Giacomo Leopardi is widely recognized as Italy’s finest modern lyric poet, for many the greatest after Dante. He was also one of the most radical and challenging of nineteenth-century thinkers, acknowledged as such by readers from Nietzsche to Benjamin and Beckett. In some senses, his poems may be regarded as explications and explorations of his philosophical ideas, but the primary laboratory in which Leopardi cultivated, nurtured, tested, and refined his analyses and thoughts was his immense notebook, the Zibaldone di pensieri. It was here that the thinker and poet, who was also a prodigious scholar of classical literature and philosophy, with an intimate knowledge of several ancient and contemporary languages, put down his original, wide-ranging, radically modern responses to his reading. His comments about religion, philosophy, language, history, anthropology, the natural sciences, literature, poetry, and love are unprecedented in their brilliance and suggestiveness.
The Zibaldone was not published until the turn of the twentieth century, and only a small proportion of its 4,500-plus pages had before now been translated into English. With this new edition, a team led by Michael Caesar and Franco D’Intino, under the auspices of the Leopardi Centre at Birmingham, has brought the translation of the entire text, along with an extensive critical apparatus, to a successful conclusion. This essential book will open far-reaching new perspectives on nineteenth-century culture."

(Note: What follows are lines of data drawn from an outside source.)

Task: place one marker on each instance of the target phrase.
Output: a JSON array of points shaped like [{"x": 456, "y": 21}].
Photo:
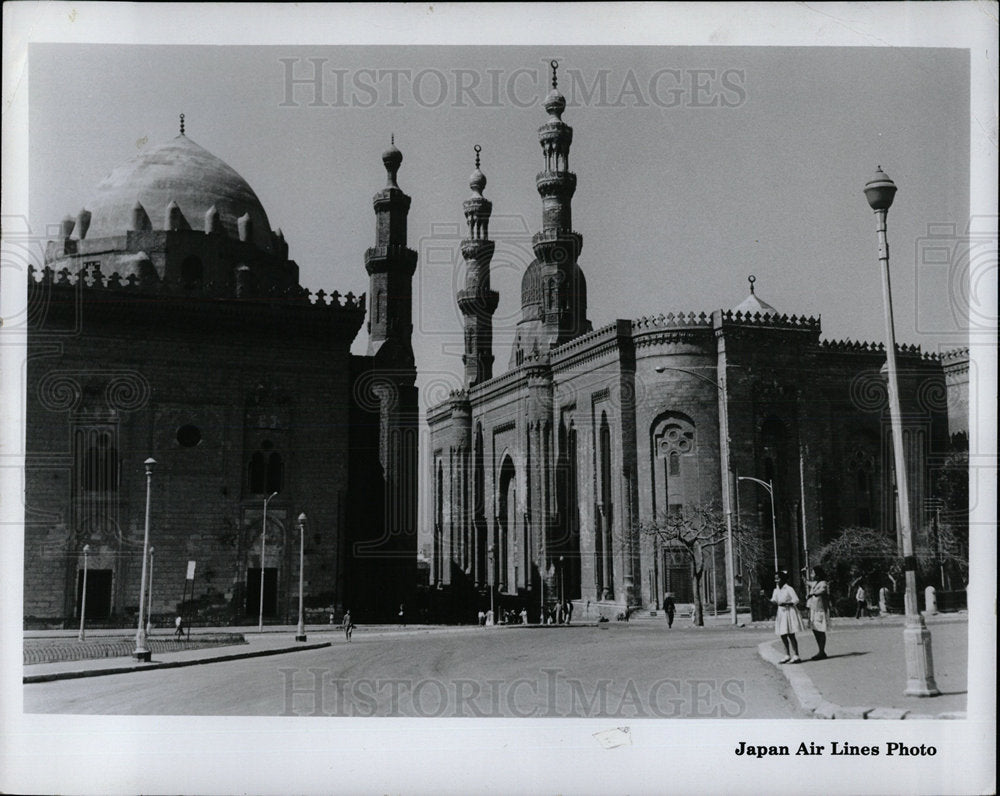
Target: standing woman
[
  {"x": 788, "y": 622},
  {"x": 819, "y": 610}
]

The publication of this exceptional translation has received great visibility nationally and internationally. The US publication was featured in Newsweek Brainy Beach Reads whilst The Guardian wrote about the most recent UK publication. It has also received large space in Italy in two of the major national newspapers: Corriere della Sera and Unità .
The Leopardi Centre at Birmingham is a part of Italian Studies, Department of Modern Languages.